To keep the throat as clear as possible use a gargle of potassium chlorate and hydrastine or salicylic acid and borax; of the latter each ten grains, to water four ounces, or a spray of three per cent solution of pyrozone. In malignant cases, threatened with heart-failure, Dr. Webster speaks highly of lachesis. Where the nose is obstructed by the exudate, and a sanious discharge is excoriating the lip, the nasal toilet is especially beneficial. Unfortunately these cases are found mostly in children, and it is impossible to spray or cleanse the nose.

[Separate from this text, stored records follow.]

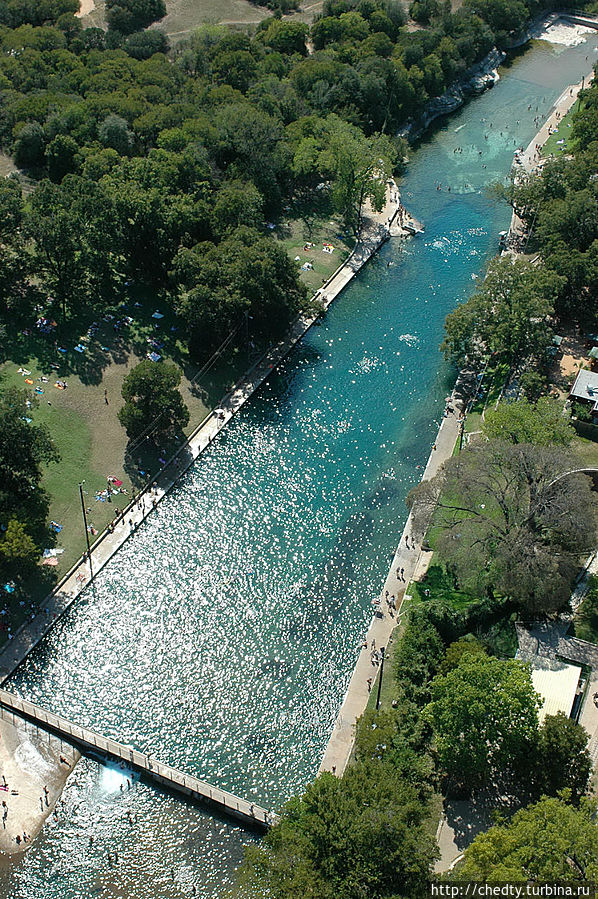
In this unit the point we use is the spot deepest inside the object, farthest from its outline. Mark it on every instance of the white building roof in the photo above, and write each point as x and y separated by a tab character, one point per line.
556	682
586	387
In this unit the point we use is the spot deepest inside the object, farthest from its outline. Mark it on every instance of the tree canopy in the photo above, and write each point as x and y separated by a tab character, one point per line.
508	521
509	314
548	841
153	401
25	449
543	423
484	713
359	835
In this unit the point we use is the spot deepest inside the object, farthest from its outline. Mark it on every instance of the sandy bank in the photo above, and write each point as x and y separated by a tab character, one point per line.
30	760
560	31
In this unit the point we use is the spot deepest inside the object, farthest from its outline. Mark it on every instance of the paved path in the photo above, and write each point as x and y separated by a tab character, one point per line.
375	231
409	559
167	776
530	161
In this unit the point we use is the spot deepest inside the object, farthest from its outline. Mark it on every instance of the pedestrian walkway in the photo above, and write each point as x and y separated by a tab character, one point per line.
246	812
409	560
530	161
375	231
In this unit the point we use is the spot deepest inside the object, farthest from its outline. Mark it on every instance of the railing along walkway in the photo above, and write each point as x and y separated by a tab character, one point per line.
227	803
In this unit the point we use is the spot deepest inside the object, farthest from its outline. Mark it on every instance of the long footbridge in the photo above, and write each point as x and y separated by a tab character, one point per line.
225	803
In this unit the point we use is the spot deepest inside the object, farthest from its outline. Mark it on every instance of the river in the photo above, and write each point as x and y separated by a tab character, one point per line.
222	636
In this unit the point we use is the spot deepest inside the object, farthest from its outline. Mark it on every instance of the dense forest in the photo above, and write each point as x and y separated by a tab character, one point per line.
166	168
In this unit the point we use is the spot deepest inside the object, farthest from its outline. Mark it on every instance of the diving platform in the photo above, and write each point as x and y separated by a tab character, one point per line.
88	741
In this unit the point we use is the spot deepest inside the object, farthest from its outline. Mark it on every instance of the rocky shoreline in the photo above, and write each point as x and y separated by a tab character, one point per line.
473	81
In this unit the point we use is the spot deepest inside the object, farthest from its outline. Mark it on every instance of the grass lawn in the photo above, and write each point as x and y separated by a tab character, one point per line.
184	16
438	584
304	235
585	623
552	147
86	430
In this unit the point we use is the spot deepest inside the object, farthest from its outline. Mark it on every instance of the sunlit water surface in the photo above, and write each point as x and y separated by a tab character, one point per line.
222	636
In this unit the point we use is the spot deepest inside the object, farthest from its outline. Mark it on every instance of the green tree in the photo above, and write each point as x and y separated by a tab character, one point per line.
237	203
30	145
25	449
61	155
359	167
455	652
152	397
542	423
484	714
285	37
143	44
18	552
114	132
561	760
247	273
362	835
508	521
548	841
127	16
508	315
59	245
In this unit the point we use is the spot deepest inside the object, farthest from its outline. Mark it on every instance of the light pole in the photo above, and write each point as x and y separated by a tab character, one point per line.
86	530
380	678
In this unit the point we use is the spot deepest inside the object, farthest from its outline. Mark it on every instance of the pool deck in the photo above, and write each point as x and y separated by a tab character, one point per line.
531	161
376	230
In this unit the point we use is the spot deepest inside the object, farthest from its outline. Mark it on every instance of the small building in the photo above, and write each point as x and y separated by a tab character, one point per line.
585	390
556	682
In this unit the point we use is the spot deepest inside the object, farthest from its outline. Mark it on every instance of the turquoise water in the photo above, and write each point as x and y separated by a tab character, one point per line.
222	637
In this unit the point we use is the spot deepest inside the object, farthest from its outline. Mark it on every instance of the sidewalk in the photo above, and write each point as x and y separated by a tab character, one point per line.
530	161
375	232
408	556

Where the larynx is involved, the use of inhalations will give the best results. With the first croupal symptom place a quart of boiling water in a vessel, and add a cup of cider-vinegar and a handful of hops; place this over a burner near the bed, and, by means of a tube, convey the steam directly to the child's face, so that the inhalation may be constant. This will soften and loosen the membrane. Now give nitrate of sanguinary 2x or 3x every hour, and the membrane will be expectorated in small particles or in long shreds. Inhalations of steam from boiling water is highly recommended. A cold pack to the throat may give some relief when the patient is suffering pain.

Serum Therapy.—The last few years have found many advocating the use of antitoxin. Statistics, both pro and con, have been offered to prove both its usefulness and also its danger. That harm has followed its use, none will deny; yet many able men claim good results for the serum treatment. Personally, I have not been successful in its use, and believe that the treatment above outlined will give by far the best results.

The diet should be fluid in character, milk being preferable. The child should be carefully watched during the convalescence for signs of heart-failure, and with the first evidence, put the child to bed and give cactus, digitalis, or kindred remedies.